Director: Carla Simón
Stars: Llúcia Garcia, Mitch, Tristán Ulloa
Carla Simón’s cinema traverses time and memory in search of some kind of truth embedded in nostalgia. These are family truths, rooted in our connectivity to one another. That was true of Summer of 1993 and the even more excellent Alcarràs, and so it goes again with her latest, Romería, a nakedly autobiographical dive into the heady waters of her own knotty familial coming of age discoveries.
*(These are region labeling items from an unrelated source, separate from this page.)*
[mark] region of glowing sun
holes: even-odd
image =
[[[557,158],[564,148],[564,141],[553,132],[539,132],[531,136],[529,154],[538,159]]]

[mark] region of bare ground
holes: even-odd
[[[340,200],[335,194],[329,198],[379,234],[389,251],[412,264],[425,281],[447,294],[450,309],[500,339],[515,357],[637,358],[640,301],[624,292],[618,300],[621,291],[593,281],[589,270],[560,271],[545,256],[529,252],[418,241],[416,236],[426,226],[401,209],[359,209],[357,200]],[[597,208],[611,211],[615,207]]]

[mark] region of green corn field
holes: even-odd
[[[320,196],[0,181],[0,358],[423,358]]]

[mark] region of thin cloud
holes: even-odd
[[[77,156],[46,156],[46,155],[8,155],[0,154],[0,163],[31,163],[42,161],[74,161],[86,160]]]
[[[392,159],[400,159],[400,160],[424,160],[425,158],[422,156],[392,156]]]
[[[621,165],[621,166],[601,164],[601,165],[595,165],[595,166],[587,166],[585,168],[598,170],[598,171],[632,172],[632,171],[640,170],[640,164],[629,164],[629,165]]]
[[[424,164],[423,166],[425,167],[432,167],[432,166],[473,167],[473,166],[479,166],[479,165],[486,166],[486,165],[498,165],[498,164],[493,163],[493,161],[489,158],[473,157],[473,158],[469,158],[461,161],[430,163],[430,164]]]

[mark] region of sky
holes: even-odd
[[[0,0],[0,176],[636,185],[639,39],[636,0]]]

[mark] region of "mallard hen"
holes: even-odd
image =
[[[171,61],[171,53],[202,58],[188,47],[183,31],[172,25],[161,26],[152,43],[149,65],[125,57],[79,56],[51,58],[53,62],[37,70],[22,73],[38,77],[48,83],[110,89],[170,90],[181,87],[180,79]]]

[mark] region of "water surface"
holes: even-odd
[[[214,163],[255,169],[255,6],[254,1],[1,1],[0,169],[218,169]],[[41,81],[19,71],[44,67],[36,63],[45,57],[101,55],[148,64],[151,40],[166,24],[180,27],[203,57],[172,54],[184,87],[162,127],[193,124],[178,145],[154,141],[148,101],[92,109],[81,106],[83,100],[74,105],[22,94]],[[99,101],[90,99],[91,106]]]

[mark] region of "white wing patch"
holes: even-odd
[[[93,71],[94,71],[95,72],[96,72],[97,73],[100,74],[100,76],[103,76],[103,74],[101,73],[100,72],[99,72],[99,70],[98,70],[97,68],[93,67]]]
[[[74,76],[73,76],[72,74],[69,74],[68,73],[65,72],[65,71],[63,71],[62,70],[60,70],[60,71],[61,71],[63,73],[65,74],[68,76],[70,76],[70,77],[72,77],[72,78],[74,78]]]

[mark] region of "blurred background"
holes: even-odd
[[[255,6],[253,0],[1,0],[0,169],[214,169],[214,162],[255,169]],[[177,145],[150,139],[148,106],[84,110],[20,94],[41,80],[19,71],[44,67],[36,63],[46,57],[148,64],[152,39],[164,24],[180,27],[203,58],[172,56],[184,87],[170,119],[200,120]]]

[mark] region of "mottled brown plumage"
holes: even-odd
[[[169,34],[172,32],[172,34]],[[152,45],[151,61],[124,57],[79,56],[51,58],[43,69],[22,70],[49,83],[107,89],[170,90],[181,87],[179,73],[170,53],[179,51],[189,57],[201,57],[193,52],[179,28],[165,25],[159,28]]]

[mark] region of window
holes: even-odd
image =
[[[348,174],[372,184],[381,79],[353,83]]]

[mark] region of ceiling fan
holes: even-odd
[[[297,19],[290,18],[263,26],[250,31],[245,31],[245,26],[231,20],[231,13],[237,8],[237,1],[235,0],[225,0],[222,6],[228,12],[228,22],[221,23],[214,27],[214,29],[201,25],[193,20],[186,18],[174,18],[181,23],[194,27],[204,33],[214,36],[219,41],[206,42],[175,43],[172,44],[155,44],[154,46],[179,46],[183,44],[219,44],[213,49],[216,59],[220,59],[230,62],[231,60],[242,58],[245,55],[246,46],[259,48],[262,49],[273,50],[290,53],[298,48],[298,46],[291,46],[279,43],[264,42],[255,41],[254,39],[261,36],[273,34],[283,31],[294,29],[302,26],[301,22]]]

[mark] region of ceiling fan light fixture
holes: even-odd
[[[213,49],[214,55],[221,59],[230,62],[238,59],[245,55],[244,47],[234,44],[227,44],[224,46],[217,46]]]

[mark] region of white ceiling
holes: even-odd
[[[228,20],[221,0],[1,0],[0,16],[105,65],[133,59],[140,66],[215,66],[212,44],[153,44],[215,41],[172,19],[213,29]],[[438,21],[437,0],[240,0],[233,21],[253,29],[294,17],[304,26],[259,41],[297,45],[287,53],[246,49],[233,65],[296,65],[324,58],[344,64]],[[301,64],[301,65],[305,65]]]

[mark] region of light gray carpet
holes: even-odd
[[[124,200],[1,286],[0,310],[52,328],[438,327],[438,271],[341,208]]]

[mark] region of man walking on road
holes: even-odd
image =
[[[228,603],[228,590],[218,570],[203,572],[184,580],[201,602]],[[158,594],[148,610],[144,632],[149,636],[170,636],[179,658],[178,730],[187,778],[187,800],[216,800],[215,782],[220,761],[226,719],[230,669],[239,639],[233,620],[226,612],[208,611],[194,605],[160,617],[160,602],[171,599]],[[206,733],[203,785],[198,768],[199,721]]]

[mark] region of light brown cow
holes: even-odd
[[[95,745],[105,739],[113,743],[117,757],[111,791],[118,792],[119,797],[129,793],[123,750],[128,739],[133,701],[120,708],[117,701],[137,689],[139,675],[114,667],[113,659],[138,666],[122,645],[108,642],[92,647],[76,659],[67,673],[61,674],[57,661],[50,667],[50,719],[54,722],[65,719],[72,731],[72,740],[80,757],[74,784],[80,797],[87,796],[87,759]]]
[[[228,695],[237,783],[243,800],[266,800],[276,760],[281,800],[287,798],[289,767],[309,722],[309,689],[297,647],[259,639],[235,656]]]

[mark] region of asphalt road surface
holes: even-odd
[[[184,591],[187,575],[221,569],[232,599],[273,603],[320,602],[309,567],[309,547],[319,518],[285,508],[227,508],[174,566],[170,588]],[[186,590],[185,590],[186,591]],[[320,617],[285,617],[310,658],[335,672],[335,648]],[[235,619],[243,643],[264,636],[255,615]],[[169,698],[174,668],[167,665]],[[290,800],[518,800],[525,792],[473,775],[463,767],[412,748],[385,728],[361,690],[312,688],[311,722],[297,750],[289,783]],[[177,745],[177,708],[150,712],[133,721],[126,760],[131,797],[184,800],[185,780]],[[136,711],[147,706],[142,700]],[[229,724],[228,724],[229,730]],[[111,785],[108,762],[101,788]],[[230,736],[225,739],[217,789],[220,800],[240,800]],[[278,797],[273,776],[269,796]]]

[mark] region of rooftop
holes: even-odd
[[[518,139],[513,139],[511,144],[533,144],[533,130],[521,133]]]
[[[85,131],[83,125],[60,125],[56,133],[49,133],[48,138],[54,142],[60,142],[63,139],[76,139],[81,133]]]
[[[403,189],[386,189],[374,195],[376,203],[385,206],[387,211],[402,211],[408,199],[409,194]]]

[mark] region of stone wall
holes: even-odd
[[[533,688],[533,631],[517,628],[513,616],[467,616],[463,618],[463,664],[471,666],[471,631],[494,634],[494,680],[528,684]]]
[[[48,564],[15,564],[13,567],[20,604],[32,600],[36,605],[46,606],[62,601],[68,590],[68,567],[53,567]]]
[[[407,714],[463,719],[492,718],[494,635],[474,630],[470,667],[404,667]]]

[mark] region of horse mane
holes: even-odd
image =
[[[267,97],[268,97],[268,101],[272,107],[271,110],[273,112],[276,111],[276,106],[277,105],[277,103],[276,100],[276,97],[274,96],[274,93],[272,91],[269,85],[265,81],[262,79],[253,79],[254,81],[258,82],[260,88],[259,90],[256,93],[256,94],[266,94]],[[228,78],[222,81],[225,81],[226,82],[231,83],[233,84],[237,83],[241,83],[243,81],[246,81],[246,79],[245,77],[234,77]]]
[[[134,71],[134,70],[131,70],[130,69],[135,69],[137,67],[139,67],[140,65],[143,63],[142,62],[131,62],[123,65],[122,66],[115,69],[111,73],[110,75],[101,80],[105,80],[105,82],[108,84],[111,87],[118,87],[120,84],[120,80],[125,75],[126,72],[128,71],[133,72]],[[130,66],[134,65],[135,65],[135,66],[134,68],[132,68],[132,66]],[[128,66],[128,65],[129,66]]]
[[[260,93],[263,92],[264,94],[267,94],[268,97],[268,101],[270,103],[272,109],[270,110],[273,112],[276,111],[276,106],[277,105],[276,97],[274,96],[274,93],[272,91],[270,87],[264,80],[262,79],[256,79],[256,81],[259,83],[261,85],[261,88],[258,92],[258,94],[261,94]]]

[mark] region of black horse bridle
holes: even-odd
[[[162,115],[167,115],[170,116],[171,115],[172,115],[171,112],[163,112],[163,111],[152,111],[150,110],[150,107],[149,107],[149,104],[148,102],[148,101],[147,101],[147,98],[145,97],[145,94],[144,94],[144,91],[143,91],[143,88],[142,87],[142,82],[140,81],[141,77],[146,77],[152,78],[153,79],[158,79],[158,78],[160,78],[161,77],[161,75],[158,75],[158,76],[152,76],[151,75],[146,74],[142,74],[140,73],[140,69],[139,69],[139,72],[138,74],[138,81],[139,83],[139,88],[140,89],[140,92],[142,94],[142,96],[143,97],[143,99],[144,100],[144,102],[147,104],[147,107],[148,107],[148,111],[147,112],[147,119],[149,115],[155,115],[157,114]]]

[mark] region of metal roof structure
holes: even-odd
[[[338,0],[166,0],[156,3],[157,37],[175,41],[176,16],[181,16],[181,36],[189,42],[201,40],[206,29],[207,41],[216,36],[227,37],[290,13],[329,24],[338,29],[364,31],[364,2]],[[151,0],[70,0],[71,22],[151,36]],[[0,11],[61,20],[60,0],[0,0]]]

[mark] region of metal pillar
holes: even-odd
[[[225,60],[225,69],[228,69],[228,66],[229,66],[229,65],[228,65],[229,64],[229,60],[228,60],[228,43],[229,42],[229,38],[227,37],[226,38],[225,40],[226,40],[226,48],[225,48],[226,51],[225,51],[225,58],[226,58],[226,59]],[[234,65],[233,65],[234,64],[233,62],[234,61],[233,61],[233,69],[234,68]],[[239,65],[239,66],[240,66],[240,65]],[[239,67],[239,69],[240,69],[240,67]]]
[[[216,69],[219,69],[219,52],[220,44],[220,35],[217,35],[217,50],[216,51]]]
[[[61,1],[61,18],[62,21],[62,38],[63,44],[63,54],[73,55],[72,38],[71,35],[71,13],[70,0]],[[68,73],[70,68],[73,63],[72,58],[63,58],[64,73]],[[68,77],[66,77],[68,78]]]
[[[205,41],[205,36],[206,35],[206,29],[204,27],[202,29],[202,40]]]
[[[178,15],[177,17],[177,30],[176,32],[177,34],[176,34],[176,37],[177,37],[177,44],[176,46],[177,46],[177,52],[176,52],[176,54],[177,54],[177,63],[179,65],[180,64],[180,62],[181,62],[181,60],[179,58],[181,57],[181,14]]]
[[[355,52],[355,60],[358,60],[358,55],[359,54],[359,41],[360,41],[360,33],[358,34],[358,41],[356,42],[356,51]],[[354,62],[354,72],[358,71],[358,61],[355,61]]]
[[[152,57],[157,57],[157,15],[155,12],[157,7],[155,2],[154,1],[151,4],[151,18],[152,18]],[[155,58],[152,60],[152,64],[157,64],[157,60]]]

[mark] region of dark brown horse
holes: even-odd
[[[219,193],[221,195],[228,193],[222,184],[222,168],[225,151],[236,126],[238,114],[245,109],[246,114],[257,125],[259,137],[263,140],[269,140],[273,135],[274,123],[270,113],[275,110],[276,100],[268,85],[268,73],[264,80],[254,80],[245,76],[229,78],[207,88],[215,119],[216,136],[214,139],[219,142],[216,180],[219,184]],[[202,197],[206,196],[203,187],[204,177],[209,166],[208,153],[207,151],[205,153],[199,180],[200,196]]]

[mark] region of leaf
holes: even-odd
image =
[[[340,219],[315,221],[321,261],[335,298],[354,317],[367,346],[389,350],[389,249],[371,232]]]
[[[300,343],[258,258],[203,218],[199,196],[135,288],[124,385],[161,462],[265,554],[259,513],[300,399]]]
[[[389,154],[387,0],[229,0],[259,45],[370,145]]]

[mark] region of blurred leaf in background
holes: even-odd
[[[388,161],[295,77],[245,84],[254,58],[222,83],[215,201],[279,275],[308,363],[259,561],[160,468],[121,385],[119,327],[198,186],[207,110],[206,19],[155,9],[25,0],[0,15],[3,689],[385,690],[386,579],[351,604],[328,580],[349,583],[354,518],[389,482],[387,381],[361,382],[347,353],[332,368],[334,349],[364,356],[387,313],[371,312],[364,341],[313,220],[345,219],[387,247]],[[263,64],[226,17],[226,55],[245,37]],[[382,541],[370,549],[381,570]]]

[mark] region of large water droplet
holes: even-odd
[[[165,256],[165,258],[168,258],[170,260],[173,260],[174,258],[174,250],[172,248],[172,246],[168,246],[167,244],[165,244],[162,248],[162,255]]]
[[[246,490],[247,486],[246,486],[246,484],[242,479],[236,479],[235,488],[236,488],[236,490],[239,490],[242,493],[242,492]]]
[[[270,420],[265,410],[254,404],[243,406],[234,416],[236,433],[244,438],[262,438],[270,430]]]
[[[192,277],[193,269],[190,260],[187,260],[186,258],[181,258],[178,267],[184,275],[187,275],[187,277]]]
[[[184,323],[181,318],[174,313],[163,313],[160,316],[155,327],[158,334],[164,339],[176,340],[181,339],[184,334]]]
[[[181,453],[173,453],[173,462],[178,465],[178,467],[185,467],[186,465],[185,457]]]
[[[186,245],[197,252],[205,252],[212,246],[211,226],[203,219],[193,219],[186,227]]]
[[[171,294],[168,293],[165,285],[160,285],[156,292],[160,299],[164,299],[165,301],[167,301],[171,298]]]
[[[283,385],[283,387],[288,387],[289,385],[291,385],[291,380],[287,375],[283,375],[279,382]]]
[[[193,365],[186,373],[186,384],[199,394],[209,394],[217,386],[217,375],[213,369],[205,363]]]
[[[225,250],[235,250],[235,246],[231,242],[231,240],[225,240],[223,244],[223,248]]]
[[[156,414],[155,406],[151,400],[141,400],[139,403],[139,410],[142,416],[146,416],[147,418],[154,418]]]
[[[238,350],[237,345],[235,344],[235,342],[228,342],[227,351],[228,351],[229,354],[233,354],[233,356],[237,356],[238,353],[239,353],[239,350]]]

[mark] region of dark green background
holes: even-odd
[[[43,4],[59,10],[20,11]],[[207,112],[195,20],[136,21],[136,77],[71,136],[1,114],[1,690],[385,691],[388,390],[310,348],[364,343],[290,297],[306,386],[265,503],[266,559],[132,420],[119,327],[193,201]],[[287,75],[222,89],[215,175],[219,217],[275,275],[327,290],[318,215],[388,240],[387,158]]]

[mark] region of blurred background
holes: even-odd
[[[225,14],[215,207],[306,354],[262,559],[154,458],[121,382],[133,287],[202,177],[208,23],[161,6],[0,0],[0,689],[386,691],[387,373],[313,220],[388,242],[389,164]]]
Departing from Catalonian hills that typified her prior efforts, Romería takes us to the coast of the Atlantic and the region surrounding the small city of Vigo. It’s 2004 and Simón’s onscreen avatar Marina (Llúcia Garcia) is 18 years old with dreams of studying cinema. In the process of trying to obtain her prized scholarship she discovers that her parentage was never made official with the civil registry, and so she will need signatures from her grandparents. This necessity reconnects her with an array of extended family members and pries open a box of closeted secrets surrounding the death of her father, Alfonso. Marina’s narrative is that he died of some illness in 1987, but that doesn’t tally with the stories she’s starting to hear, and the amorphous sense of shame and evasiveness typified when the subject is raised.
This opening stretch of the film feels loose and drifting, undulating like the seas which preoccupy the picture. Even Simón’s chosen name for her screen alias is aquatic. Romería presents with diaristic qualities and, via Marina’s camera, uses the recorded image as a gateway into the past. So we have a story told in our present, set 20 years earlier, which looks back a further 20 years to find it’s kernels of truth. Looking down into Romería feels like peering into a well. A well of memory. Still, there’s a casual prettiness and familiarity (no pun intended) about it that doesn’t wholly hook, rather like flitting through someone else’s fading holiday snaps. The mystery feels a little too slight.
But, as Romería evolves, so it comes into sharper focus… ironically through means that muddy the film’s reality. While the midsection rewards greatly as Marina’s strong character is forced to the fore by her grandfather (José Ángel Egido), who tries to bribe her away from her goals, Simón’s ambitions reveal themselves more fully when the young woman pays some local festivities a visit and a drug-induced fever dream takes over the picture. Guided out of her comfort zone by her smouldering cousin Nuno (Mitch), Marina takes an internalised voyage of discovery, processing the things she has learned about her father into a fantasia as playful and imaginative as anything in Francois Truffaut, Jacques Rivette or even Jean Rollin. Day turns to night and vice versa with the speed of a cut, characters traverse rope ladders to the top of tall apartment blocks, and Marina takes on the role of her own mother with Nuno substituting for the father she’s coming to know through rumour and hearsay.
The overall ebb and flow of this giddy storm of backend creativity is akin to the film-within-a-film that wraps up Joanna Hogg’s The Souvenir Part II, but played out for almost an entire act of the movie. It stretches on so long that you come second guess if we’re actually going to snap back. There were brief moments where I wondered if Simón had simply abandoned the relative realism that had steadied the picture for so long. But then something stunning will happen to reaffirm her mastery of this late-blooming ostentation. Like, for instance, a goth line-dancing number set to some irresistible post-punk jam. The truth is that Simón handles both modes of the film so well that the disperate sensibilities are easily delineated from one another. And for anybody uncertain, just keep an eye on the cat.
Coming out of this reverie, we’re left aware of just how confident a filmmaker Simón has been, before, during and after this watery change in sensibility. She’s fast becoming one of the most interesting and dependable names not just in Spanish cinema, but across Europe. Her onscreen substitute Garcia impresses also, beginning closed and quiet – which helps bloom those inscrutable feelings early doors – but with an intrinsic sense of independence. Through Garcia Romería grows into one of the more interesting and effortless coming of age stories to hit screens in recent years, while Simón uses the opportunity not just to reflect on a version of her own history, but to shine a spotlight on Spain’s cowardly response to the AIDS crisis and notions of drug rehabilitation. When one character, mid-film, melodramatically suggests the world would be better off without Spain, we can laugh at the ludicrousness of the statement, but come the end we appreciate the despair and frustration that generated such feeling. Simón is comfortably three-for-three.